Secondo la sua esperienza, qual è l’elemento fondamentale per creare una relazione positiva e costruttiva con i giovani?

Il primo passo da fare con i giovani è farli accorgere che tu stai guardano proprio loro, che li ascolti. Bisogna cioè dare importanza alle loro parole, trasmettere loro “qualcosa di tuo” trattandoli come persone concrete. I ragazzi infatti non sono degli utenti, ma degli esseri umani con cui dialogare; non sono dei clienti all’interno del grande pubblico, ma persone con cui scambiare pensieri, parole, delusioni e gioie. Un giovane deve essere “visto”, deve capire che stai parlando proprio con lui. Solo in questo modo può partire una relazione positiva.
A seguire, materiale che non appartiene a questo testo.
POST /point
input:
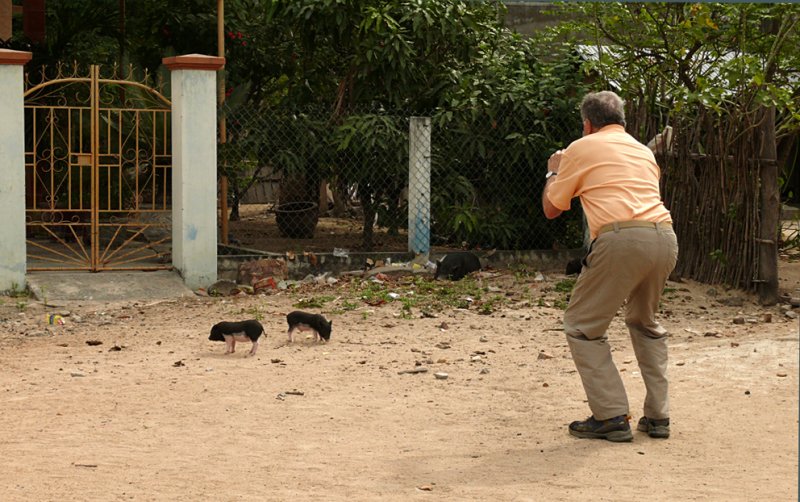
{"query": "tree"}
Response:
(711, 71)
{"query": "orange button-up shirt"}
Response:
(615, 176)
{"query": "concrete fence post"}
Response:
(194, 167)
(13, 265)
(419, 185)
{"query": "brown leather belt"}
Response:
(618, 225)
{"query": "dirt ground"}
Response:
(130, 401)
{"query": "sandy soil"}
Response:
(155, 411)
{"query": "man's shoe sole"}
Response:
(655, 431)
(615, 436)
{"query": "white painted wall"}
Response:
(12, 178)
(194, 176)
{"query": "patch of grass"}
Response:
(17, 292)
(254, 313)
(424, 294)
(565, 285)
(313, 302)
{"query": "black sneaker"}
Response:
(614, 429)
(655, 428)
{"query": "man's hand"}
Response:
(554, 161)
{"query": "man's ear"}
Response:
(587, 127)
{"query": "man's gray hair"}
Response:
(603, 108)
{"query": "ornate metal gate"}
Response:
(98, 167)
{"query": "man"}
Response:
(633, 251)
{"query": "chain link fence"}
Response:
(376, 180)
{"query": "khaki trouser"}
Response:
(633, 264)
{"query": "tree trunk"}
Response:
(769, 224)
(368, 206)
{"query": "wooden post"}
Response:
(5, 20)
(223, 205)
(769, 224)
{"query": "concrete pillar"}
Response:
(194, 167)
(12, 169)
(419, 185)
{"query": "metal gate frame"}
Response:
(108, 184)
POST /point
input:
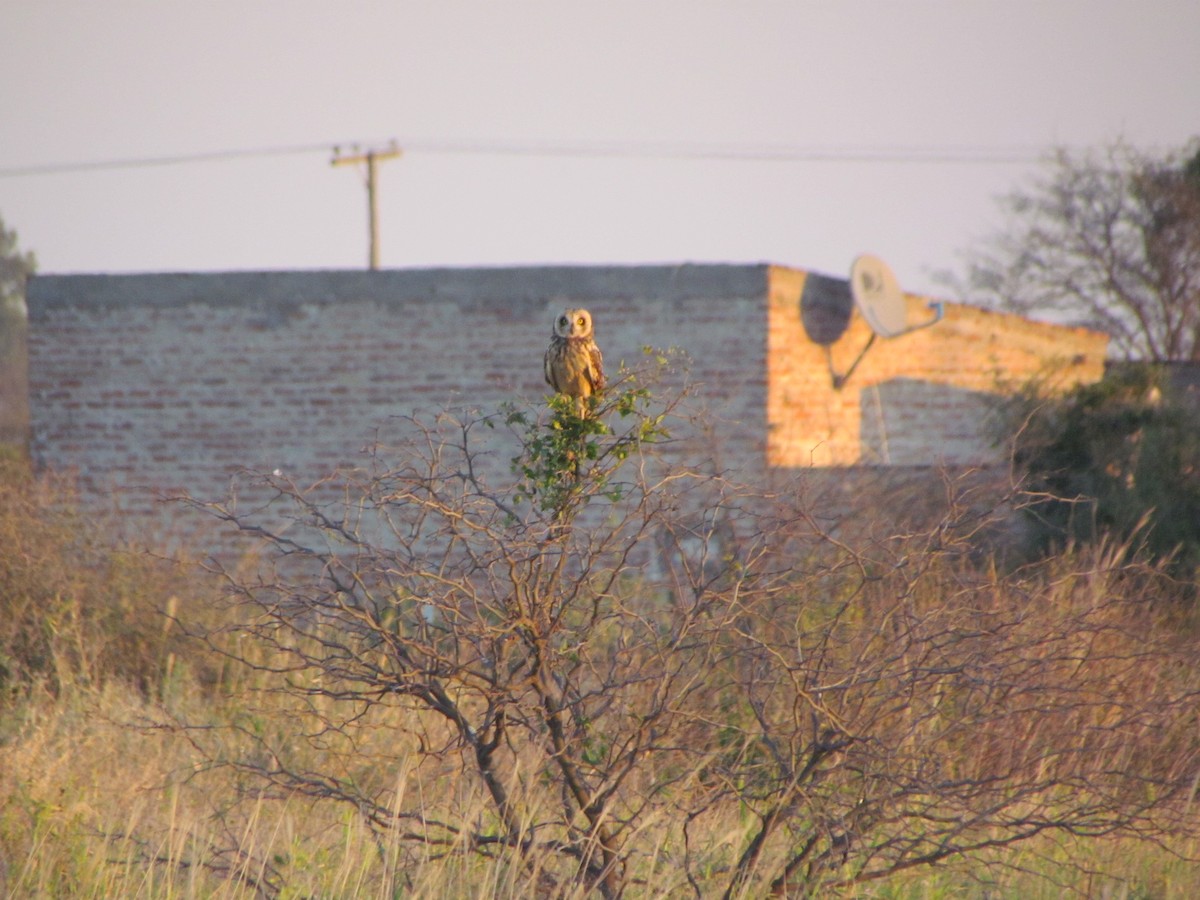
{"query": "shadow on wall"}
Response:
(909, 421)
Parlando di esempi positivi da trasmettere ai giovani, ritiene che il valore dei Giusti della Shoah possa essere ritenuto un valore universale, valido per l’umanità intera?

Assolutamente sì. La giustizia è infatti un bene universale, si è espressa in maniera grandiosa in occasione della Shoah ma si è espressa in modo altrettanto grandioso durante il genocidio degli armeni, in Sud Sudan, in Ruanda. Imbalsamare questo concetto in una data è limitativo, non è vero che diffondendo i Giardini dei Giusti si rende meno importante quanto è accaduto durante la Shoah, ma è vero invece che così si moltiplica il suo valore.

Per concludere, chi sono i Giusti oggi?

Secondo me i Giusti oggi sono tutti coloro che si guardano in giro, vedono le ingiustizie e ci mettono la faccia, il tempo, il denaro, la loro persona, la professionalità, il loro nome, a differenza di tanti difensori della giustizia “a parole”. Io ho in mente l’esempio del samaritano: davanti a un uomo percosso e in fin di vita, tutti quelli che lo hanno visto sono passati oltre senza soccorrerlo, fino a quando è arrivato il samaritano, che si è fermato e ha curato il bisognoso. Questo è per me il modello del Giusto.